High Efficiency, Self-replicating Solar Cells that Mimic Chloroplasts

A research team at Massachusetts Institute of Technology (MIT) just developed a potentially revolutionary solar technology: solar cells that regenerate to limit sun damage.

They got the idea from chloroplasts, the cells present in plant tissue where photosynthesis takes place.

Photosynthesis is the process by which plants convert the sun’s energy into sugars, a form of energy they can use. This process takes place in special cells within plants’ leaves called chloroplasts!

Since chloroplasts are the only living cells capable of performing the same function as solar panels, this MIT team thought they were worth studying. One unique feature they found was their ability to recycle important proteins, which kept the cells from wearing out.

To mimic the ability to self-replicate, they developed molecules that can self-assemble and also interact with photons of sunlight to release electrons and create electricity.



How it Works

The system Strano’s team produced is made up of seven different compounds, including the carbon nanotubes, the phospholipids, and the proteins that make up the reaction centers, which under the right conditions spontaneously assemble themselves into a light-harvesting structure that produces an electric current.
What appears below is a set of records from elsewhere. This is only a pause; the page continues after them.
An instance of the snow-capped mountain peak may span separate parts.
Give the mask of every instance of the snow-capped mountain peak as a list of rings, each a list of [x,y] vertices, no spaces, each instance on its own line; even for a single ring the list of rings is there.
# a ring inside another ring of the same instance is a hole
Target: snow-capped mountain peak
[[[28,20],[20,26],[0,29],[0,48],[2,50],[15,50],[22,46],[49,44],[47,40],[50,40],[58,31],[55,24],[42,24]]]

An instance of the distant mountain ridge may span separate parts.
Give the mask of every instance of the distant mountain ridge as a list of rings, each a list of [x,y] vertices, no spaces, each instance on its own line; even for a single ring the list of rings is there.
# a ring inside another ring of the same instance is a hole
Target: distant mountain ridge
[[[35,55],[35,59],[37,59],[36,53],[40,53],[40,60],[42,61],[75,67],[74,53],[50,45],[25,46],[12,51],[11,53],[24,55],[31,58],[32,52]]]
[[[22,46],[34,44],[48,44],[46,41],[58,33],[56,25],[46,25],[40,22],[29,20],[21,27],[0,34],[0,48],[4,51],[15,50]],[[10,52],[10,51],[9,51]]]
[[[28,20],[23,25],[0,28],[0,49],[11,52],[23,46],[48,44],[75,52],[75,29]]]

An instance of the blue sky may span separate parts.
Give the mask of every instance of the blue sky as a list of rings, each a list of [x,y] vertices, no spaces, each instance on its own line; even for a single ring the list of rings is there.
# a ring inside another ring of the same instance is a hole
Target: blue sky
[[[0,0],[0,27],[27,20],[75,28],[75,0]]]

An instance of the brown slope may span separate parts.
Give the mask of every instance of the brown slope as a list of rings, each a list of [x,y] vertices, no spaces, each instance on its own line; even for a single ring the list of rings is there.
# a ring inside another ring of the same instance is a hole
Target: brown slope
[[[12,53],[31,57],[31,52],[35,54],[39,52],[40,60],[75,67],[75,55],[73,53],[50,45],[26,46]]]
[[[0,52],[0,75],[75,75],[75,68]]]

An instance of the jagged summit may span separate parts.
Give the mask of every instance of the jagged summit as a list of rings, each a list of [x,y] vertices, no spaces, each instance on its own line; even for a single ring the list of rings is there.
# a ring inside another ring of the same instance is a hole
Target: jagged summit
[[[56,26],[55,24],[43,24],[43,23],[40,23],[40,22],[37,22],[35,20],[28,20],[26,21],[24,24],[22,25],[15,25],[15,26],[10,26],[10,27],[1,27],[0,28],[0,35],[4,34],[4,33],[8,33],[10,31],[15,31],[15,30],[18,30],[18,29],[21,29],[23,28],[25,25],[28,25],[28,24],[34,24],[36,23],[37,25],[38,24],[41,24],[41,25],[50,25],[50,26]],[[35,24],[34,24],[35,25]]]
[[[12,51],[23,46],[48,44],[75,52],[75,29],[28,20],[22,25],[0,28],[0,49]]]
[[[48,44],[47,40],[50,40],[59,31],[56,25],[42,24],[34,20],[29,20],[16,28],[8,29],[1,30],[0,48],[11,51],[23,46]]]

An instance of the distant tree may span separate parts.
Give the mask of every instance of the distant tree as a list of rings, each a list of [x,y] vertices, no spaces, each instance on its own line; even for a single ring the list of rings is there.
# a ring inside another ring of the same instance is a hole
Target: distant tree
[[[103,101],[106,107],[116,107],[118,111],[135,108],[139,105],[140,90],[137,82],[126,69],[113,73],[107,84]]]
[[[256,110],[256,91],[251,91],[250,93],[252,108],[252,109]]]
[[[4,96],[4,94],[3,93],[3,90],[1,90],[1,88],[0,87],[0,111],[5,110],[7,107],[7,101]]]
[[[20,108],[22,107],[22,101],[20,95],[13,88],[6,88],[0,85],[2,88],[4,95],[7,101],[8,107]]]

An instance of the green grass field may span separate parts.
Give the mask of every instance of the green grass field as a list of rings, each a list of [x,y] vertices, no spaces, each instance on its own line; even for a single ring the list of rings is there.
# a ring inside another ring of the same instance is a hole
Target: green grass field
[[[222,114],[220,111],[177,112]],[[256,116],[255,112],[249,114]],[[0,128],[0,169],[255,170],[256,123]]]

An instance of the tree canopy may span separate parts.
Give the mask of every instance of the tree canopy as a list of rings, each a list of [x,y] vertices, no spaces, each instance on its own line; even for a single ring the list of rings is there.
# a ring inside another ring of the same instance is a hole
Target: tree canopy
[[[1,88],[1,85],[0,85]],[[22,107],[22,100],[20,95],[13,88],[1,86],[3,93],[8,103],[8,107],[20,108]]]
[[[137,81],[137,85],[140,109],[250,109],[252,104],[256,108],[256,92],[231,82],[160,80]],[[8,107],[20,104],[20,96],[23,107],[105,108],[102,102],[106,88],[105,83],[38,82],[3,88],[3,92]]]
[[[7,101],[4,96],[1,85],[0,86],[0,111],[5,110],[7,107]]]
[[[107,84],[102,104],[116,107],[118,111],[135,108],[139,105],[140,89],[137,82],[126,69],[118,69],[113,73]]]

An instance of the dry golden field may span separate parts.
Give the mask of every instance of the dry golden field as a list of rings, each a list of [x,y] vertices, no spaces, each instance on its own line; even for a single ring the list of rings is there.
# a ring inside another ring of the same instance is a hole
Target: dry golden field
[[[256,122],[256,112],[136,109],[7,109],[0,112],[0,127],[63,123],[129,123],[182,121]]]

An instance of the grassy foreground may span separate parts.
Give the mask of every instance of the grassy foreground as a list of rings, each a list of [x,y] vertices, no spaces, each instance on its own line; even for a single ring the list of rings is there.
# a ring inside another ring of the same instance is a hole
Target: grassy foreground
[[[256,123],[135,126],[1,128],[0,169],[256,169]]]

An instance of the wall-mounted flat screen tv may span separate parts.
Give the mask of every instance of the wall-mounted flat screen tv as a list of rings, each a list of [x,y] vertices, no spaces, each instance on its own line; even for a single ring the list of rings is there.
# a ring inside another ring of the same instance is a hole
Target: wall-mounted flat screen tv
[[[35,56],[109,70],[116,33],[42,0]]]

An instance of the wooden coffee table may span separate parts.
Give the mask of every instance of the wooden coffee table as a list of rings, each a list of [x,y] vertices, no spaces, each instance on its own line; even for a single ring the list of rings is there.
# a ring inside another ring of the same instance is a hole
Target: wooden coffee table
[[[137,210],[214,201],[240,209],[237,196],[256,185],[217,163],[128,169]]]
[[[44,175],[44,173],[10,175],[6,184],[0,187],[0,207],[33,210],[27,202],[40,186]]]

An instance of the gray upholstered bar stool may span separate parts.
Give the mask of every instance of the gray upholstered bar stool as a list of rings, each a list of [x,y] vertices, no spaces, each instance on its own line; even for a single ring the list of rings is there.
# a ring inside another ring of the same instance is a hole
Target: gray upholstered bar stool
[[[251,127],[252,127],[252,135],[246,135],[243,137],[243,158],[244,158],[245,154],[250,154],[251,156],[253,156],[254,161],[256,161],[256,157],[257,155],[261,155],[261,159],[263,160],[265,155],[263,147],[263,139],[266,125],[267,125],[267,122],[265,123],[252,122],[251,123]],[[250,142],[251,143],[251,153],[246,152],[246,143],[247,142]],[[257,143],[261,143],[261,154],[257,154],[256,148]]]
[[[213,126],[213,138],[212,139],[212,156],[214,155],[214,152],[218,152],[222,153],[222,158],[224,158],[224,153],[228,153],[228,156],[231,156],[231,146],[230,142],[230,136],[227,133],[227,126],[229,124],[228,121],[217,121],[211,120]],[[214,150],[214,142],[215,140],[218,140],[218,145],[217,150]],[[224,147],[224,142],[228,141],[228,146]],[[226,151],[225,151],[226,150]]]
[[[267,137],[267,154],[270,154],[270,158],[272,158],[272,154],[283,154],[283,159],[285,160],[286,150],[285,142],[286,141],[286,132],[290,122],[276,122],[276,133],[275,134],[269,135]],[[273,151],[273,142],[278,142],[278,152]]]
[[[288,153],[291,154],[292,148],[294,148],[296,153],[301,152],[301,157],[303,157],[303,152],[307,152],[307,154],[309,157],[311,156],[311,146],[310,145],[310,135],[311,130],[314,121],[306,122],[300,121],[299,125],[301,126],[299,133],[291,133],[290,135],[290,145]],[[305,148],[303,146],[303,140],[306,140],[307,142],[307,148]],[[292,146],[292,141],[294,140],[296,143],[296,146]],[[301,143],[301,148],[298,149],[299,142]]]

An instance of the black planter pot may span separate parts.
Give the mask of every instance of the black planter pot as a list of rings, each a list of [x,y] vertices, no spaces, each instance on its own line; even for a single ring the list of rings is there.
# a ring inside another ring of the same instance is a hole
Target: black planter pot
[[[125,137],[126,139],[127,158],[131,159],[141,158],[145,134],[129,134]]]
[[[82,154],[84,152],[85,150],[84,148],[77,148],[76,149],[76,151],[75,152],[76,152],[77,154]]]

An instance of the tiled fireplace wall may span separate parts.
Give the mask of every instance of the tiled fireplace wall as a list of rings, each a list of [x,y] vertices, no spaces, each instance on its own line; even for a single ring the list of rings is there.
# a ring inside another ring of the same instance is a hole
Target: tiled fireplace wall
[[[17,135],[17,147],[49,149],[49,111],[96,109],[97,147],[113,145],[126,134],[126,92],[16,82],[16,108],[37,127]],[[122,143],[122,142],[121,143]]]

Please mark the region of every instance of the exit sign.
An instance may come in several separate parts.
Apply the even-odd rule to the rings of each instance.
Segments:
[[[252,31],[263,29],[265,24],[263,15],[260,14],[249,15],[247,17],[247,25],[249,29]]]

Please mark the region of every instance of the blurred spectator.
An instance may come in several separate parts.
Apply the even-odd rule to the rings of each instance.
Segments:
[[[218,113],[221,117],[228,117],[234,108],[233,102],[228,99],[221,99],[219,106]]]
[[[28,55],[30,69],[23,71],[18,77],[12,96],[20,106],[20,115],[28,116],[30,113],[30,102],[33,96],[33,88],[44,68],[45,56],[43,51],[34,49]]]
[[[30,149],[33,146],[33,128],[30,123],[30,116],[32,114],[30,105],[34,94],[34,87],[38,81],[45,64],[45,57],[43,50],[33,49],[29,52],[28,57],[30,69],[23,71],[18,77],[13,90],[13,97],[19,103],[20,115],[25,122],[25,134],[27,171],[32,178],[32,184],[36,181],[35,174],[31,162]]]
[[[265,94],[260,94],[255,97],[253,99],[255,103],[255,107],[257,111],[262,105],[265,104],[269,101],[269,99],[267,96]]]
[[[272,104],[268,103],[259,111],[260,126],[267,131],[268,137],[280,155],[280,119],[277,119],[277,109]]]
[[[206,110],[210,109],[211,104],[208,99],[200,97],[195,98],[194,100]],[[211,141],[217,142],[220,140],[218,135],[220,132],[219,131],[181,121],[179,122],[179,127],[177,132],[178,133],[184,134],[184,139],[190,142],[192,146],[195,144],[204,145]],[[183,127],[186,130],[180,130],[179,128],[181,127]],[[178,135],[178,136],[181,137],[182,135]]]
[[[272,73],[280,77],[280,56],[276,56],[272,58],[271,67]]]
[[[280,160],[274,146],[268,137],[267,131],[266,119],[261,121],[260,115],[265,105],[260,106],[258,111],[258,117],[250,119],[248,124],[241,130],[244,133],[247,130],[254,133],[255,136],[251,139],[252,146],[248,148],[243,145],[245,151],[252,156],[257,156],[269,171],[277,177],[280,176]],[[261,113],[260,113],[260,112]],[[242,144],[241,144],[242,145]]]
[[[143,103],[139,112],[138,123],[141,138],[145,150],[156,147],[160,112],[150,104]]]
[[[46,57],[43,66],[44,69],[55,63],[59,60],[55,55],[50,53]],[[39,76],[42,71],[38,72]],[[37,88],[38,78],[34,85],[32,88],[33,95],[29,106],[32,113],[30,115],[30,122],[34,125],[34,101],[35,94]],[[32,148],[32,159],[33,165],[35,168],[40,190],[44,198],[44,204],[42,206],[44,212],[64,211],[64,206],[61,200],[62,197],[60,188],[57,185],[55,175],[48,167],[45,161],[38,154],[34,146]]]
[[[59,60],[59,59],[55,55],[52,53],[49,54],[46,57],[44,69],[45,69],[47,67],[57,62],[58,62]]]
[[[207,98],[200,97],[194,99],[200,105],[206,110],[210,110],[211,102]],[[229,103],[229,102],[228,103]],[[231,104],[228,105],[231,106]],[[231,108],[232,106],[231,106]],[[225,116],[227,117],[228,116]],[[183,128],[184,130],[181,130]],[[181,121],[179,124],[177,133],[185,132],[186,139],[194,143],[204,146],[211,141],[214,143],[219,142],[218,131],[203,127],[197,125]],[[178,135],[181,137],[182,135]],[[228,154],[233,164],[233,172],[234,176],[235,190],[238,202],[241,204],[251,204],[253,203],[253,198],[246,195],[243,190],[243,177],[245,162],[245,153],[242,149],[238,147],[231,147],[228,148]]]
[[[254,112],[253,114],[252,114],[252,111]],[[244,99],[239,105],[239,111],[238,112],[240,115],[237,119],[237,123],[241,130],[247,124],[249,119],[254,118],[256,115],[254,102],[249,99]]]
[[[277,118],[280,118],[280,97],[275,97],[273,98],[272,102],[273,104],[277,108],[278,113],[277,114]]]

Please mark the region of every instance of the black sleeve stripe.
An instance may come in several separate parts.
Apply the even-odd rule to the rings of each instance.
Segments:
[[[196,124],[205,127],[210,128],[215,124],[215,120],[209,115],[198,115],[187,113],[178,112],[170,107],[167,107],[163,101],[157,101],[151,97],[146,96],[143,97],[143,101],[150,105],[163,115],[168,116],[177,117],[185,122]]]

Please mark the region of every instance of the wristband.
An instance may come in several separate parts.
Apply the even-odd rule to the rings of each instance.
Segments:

Strano says he believes this sets a record for the complexity of a self-assembling system.



The disks, carrying the reaction centers, are in a solution where they attach themselves spontaneously to carbon nanotubes — wire-like hollow tubes of carbon atoms that are a few billionths of a meter thick yet stronger than steel and capable of conducting electricity a thousand times better than copper.

The nanotubes hold the phospholipid disks in a uniform alignment so that the reaction centers can all be exposed to sunlight at once, and they also act as wires to collect and channel the flow of electrons knocked loose by the reactive molecules.

40% Efficiency in the Lab

These molecules organize themselves into formations creating functional solar cells, and their regenerative capabilities allow them to work at 40 percent efficiency.

This already high efficiency level may actually increase as research progresses.

“Biomimicry” and creative research may have just brought us a truly game-changing solar technology.